Now that depositing a check or transferring money between accounts is as easy and accessible as the nearest smartphone, fewer people are regularly making in-person visits to their bank. In the United States alone, banks have closed more than 20,000 bank branches over the past decade.

Yet that macro-statistic hardly tells the whole story. Younger generations, particularly Generation Z, strongly value in-person experiences and IRL relationship building. In fact, Gen Z and Millennials now visit banks at a far higher rate than older customers, according to a recent study.

So what’s a banking institution to do? The answer, increasingly, is to look for ways to modernize the bank branch to make it an essential and valuable complement to the banking experience and in the lives of customers.

Quad’s Erin Slater, Head of Financial Services Strategy, offers a glimpse of what that looks like — and how Quad can help — in a new BrandVoice column published by Forbes.com.

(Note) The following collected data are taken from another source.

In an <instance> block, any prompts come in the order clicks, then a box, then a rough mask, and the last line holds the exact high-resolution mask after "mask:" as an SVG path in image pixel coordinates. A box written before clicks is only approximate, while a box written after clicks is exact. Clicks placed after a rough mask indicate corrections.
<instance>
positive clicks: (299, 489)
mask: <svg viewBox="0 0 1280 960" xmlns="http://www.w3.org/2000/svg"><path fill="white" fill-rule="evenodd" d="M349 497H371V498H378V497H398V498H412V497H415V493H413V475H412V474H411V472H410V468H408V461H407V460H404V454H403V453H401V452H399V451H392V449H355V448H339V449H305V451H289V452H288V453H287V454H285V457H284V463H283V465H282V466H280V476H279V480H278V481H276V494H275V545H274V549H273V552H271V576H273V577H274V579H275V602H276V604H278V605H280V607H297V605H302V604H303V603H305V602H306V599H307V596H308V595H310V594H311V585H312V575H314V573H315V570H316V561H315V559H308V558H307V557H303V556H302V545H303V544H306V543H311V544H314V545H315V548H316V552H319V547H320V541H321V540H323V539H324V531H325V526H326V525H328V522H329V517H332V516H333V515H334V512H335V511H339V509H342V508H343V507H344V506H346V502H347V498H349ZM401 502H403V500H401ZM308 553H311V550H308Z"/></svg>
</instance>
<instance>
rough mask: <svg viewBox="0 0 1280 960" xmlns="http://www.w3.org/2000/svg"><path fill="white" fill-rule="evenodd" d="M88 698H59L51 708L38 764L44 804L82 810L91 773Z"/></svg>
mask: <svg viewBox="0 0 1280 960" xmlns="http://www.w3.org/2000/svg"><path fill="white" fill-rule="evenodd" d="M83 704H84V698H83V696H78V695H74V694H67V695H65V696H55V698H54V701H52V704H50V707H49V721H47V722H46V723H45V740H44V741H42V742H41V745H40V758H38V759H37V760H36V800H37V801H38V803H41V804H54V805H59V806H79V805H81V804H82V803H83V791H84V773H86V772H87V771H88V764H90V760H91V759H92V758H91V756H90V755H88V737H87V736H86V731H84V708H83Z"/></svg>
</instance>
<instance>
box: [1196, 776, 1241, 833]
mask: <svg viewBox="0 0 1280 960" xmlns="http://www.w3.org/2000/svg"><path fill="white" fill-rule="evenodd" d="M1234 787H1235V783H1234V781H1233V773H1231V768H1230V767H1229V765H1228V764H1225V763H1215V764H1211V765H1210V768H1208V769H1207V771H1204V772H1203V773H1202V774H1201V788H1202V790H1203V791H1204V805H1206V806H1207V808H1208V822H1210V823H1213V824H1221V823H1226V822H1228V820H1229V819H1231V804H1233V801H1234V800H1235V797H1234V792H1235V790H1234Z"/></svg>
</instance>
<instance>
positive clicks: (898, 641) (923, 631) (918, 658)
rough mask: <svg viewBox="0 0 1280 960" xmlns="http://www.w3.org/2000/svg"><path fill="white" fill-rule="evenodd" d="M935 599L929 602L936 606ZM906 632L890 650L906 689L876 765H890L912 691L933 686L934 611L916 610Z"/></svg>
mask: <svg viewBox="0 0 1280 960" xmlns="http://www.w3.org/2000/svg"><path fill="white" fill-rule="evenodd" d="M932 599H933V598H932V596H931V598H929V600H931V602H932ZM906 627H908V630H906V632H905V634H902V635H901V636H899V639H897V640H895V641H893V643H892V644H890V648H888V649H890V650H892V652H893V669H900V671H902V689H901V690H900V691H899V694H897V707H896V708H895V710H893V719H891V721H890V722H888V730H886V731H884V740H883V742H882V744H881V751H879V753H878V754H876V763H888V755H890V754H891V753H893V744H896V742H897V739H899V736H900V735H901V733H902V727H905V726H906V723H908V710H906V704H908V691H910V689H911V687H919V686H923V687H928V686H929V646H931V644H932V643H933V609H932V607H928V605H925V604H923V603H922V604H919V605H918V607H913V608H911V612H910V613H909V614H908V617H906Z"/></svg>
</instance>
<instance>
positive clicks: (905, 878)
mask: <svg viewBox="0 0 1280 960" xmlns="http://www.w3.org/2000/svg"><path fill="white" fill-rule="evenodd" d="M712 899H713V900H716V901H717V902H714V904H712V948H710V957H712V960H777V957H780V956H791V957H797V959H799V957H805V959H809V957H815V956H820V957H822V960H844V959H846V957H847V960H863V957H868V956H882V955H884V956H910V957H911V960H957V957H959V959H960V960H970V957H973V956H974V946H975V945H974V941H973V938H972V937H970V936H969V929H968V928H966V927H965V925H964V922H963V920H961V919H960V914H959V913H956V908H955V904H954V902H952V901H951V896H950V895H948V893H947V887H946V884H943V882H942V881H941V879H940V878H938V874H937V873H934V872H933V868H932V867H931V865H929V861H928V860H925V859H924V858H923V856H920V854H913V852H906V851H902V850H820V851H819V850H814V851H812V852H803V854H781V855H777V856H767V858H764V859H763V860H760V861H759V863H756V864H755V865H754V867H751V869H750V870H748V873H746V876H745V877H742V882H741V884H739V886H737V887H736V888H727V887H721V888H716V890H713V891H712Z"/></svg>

Bank marketers are pursuing many different ideas, including building smaller branches, installing interactive teller machines at high-traffic areas such as major shopping centers and sharing space with other businesses such as coffee shops.

The challenge before banks is not unlike that facing retail storefronts also disrupted by technology, and it requires the support of a specialized industry, led by Quad and others, that uses analytics, store design and shopper psychology to revamp brick-and-mortar for maximized customer engagement.

“The bottom line: Even in a digital-first era, the in-store/branch experience still matters,” Slater writes. “And with a holistic, omnichannel approach that transforms the IRL experience to match current consumer needs, it can matter more than ever.”